Reinke's Oedema


Reinke’s oedema is a collection of gelatinous fluid in Reinke’s space. This space is just under the surface of the vocal fold in the larynx (voice box).  

What causes Reinke’s Oedema?

The most common cause of Reinke’s oedema is smoking. Other causes include voice overuse, reflux, hormonal changes and thyroid disease. Reinke’s oedema does not go away on its own and will likely reoccur if smoking is not stopped.

How does Reinke’s Oedema affect my voice?
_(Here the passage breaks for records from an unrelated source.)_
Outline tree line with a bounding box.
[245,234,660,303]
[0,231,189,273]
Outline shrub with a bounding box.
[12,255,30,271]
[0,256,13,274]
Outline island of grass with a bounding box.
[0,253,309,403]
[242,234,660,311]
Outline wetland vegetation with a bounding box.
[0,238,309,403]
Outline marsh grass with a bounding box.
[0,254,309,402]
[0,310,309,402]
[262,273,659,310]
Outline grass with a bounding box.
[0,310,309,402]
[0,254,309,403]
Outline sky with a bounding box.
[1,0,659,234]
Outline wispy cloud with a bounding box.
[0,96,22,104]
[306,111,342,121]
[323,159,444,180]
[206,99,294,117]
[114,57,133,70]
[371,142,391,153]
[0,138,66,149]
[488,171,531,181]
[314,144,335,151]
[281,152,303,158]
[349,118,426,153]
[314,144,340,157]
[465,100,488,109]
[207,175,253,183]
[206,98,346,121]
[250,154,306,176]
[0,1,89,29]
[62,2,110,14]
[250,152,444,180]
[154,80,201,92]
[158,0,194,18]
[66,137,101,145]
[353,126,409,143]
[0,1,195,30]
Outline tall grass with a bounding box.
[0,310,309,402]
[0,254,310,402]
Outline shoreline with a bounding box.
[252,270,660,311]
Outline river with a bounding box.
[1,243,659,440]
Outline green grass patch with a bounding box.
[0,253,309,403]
Voice is produced when the vocal folds come together and vibrate as air (that is breathed out from the lungs) passes between thevocal folds.  The oedema in the superficial layer of the vocal folds causes swelling and this prevents the vocal folds from coming together smoothly. This results in a voice that is deep in pitch and has a rough quality. The deep pitch to the voice is very noticeable in women.
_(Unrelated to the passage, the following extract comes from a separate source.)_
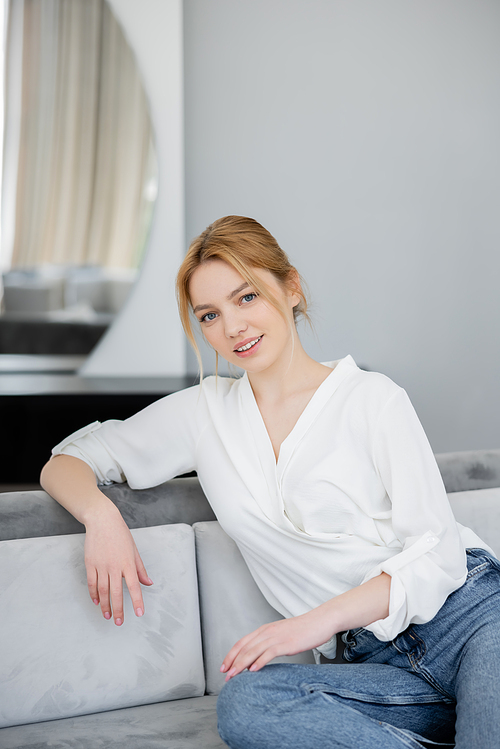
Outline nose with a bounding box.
[224,309,248,338]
How is Reinke’s Oedema treated?

The cause of the oedema needs to be corrected before specific treatment is indicated. This means stopping smoking and treating any reflux or hormonal conditions. Specific treatment includes voice therapy and surgery. The oedema can be removed surgically in a procedure called a microlaryngoscopy and this is carried out under general anaesthetic. Voice therapy will take place before and/or any surgery to give you advice on how to care for your voice.

Does Reinke’s Oedema come back after treatment?

Preventing the recurrence of Reinke’s oedema depends on correcting the underlying causes, effective voice therapy and successful initial surgery.